About five months ago, I set out on a humble mission in my neighborhood. Though I have a good number of friends sprinkled across the sprawl of Los Angeles, I’d been wanting to extend more hyper-local roots. Community is notoriously hard to come by here, so one morning, I hatched a plan — frankly the first plan that came to mind — to become A Regular somewhere around the block.
I wanted a sense of home; I wanted to exchange faces and names. More than that, I wanted to be a face and a name.
In hindsight, the mission was pretty true to form for me: an unimpressive goal rendered lofty by poor strategy and clumsy execution. I live beside a ludicrously trendy coffee shop, the type of place that sees many, many faces and names all day everyday. Faces and names accessorized with distinctive hairstyles and thin-line tattoos. Faces and names more recognizable than mine, flung quickly at busy baristas who ping-pong their attention between drink orders and a line that famously stretches 40 feet out the door.
But I like their matcha. I like their afternoon light. I like the buzz of their patrons. So, one Sunday in May, I walked over, ordered my usual-to-be (iced oat matcha: $8 incl. tip), found a seat, and journaled while nursing my soft green drink.
Over the next seven days, this became a new ritual. Some days I chatted up strangers. Some days were unusually packed. I never went at the same time, and I rarely saw the same people.

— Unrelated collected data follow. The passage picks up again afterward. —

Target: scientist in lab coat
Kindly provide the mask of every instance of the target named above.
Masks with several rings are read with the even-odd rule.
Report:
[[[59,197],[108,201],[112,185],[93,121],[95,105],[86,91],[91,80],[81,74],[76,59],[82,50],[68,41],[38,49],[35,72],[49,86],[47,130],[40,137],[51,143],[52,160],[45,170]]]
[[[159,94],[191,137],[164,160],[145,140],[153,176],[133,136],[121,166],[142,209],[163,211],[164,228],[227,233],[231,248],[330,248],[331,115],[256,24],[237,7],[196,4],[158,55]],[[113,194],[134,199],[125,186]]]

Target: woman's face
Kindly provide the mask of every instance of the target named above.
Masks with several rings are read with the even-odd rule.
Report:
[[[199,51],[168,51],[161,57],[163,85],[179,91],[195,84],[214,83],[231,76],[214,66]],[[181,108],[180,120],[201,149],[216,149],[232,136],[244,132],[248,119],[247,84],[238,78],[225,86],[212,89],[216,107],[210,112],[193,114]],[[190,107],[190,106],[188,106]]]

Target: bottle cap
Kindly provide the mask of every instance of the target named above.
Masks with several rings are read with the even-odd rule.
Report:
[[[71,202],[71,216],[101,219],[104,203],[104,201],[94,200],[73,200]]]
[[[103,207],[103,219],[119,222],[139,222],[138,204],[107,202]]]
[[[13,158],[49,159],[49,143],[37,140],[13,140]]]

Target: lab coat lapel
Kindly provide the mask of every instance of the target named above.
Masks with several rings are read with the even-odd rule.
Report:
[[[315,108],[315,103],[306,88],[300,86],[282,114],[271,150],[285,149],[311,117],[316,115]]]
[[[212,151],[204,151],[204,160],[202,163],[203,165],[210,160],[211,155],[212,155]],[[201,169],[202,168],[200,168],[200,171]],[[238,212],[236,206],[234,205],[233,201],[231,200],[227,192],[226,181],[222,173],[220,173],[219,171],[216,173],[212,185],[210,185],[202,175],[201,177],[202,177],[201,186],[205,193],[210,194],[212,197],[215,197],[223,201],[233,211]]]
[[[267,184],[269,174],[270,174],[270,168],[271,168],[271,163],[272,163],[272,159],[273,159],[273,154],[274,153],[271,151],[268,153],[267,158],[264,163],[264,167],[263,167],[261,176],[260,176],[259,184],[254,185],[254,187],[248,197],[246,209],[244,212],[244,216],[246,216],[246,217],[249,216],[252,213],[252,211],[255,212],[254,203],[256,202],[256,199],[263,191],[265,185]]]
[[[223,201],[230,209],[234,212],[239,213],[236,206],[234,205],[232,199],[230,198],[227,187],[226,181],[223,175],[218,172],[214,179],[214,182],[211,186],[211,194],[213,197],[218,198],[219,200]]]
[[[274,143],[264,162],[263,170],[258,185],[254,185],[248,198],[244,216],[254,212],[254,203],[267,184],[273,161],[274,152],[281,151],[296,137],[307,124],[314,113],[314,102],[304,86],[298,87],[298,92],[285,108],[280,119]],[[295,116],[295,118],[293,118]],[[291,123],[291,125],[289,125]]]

But I began to wonder: was I really not seeing the same people? And how could I be sure? This took me down a facial memory rabbit hole. I can recognize the baristas who I always see in the same 20-square-foot space behind the counter. But would I recognize a guy pretending to read Joan Didion today if he showed up without the same performatively dog-eared copy of Slouching Towards Bethlehem weeks later? Would I recognize the Parisian girl who kindly renovated my French slang were I to run into her on the street?
As I summoned mental images of various café folk, I realized: I couldn't picture every face. Even faces that I knew I'd recognize were difficult to recall.
I’d hit upon a fundamental quirk of human memory. Remembering is not a monolith: Recall and recognition are two very different challenges for your brain.
And conjuring an image is the trickier of the two. It requires both a memory and an ability to neurologically paint that memory in front of your mind's eye. Though most people can do this more easily with photographs seen repeatedly, attempting to imagine a recent face can feel like twisting the key into an ignition that just won't budge.
Remembering is not a monolith: Recall and recognition are two very different challenges for your brain.
“Visualizing faces can be oddly difficult, even faces of people you're very close to at times,” said Adam Zeman, a neurologist who studies memory and imagery at the universities of Edinburgh and Exeter.
But why? Facial recollection plays a crucial role not just in our modern-day lives, but in our evolutionary history as a highly social primate, too. Neuroscientists have progressed our understanding thanks to fancy imaging equipment and naturalistic memory testing. They’ve identified some cues that help our brains recall faces. We also know that the human brain comes equipped with face-specific machinery and neuronal highways that beam signals correlated to how we process emotions, vision, and so on. More research is revealing a litany of open questions about facial memory, and the answers trickling in can reward us with a new appreciation of our brains — charmingly imperfect and unexpectedly diverse.